UCLB has also helped with the development of a device for addressing the problem of patient dehydration in hospitals and care homes. Professors Hugh Montgomery and Monty Mythen have invented a device that ensures adequate hydration even for incapacitated patients, enabling them to drink safely whilst lying down.
Professor Alex Seifalian appeared on the BBC to talk about his team’s latest work, demonstrating UCL as a leader in the field of devices for reconstructive surgery. Professor Seifalian and his team designed and built the windpipe ‘scaffold’ used in an operation on an Icelandic patient at the Karolinska University Hospital and Karolinska Institutet.
This patient had late-stage tracheal cancer and no suitable donor trachea was available. The patient’s own stem cells were seeded onto Professor Seifalian’s scaffold and a full biological trachea was grown in a bioreactor before being implanted into the patient. Because the transplant used the patient’s own cells, there was no rejection of the implant and the use of immunosuppressants was unnecessary. The operation was a success and the patient has already been discharged from hospital.
Dr. Lane also drew attention to the fact that UCLB has a much wider focus than just biomedical technologies. Reflecting the entrepreneurial spirit present at all levels of UCL, UCLB has recently established the company Thiologics, based around the work of UCL’s own Vice-Provost of Enterprise, Professor Steve Caddick and his research group in the Department of Chemistry.
UCLB has invested in Charity Checkout, the charity-based company of UCL student Chester Mojay-Sinclare, and is also helping in the development of an English app for the iPhone based on the work of Professor Bas Aarts, initially to improve grammar in secondary schools.

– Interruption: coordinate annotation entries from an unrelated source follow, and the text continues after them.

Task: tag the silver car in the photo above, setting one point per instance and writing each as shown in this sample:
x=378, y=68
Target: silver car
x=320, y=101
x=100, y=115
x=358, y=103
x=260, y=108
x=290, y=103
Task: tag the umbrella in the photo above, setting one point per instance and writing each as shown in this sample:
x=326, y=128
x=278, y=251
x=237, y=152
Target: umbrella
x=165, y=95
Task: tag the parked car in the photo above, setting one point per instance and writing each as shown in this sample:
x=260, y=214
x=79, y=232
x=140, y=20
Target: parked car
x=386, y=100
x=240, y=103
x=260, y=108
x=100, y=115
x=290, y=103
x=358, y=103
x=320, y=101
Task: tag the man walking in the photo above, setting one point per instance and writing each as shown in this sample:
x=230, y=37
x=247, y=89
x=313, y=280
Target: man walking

The focus of this year’s reception was the Slade School of Fine Art. The Slade has a world-class reputation, both within and outside of the art world and although a school of fine art might not seem like the obvious place for enterprise and entrepreneurship, the Slade has been teaching these skills for ears throughout its undergraduate and graduate teaching programmes. Students at the Slade are taught not only how to develop their artistic skills but also how to present their work and how to prepare spaces in which to show their work to its best advantage. The Slade has produced numerous Turner Prize nominees and winners, and Tacita Dean, a Slade alumnus, will be the next artist to create a commission for Tate Modern’s Turbine Hall this autumn.
This year UCLB presented as gifts in a prize draw two original pieces of art from graduates of the UCL Slade School of Fine Art.

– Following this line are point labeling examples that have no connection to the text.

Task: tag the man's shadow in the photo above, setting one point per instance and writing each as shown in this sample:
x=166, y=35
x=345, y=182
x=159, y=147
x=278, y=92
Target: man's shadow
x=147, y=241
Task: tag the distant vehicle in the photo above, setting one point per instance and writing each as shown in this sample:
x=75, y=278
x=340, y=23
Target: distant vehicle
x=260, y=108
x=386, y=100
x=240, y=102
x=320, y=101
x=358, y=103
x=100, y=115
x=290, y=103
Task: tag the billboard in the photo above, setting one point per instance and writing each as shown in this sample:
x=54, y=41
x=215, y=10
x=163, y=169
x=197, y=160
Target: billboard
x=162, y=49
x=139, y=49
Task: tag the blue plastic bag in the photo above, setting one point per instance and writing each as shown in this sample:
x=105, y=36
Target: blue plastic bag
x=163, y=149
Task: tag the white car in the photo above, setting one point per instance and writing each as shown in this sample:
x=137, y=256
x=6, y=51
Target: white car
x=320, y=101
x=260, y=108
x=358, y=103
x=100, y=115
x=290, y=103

The work of the Slade’s alumni is in demand throughout the world; its undergraduate and graduate art shows are popular and well attended, and result in many sales of the work on display. Slade students are equipped not only to create new forms, but to budget, produce, display and sell their artworks – skills that are not only essential for a career as an artist, but also for all areas of business and enterprise, and this year we wanted to highlight those skills. This year UCLB presented as gifts in a prize draw two original pieces of art from graduates of the UCL Slade School of Fine Art; Kazumi Hyodo and Alejandro Cano Lasso.
Dr Anne Lane, Executive Director of UCLB said ‘This year has been a successful one for both UCL and UCL Business. It’s a great pleasure to be able to welcome our guests, people and companies who have worked or are working with UCL and UCLB, to hear about the many diverse activites and opportunities UCL has to offer’.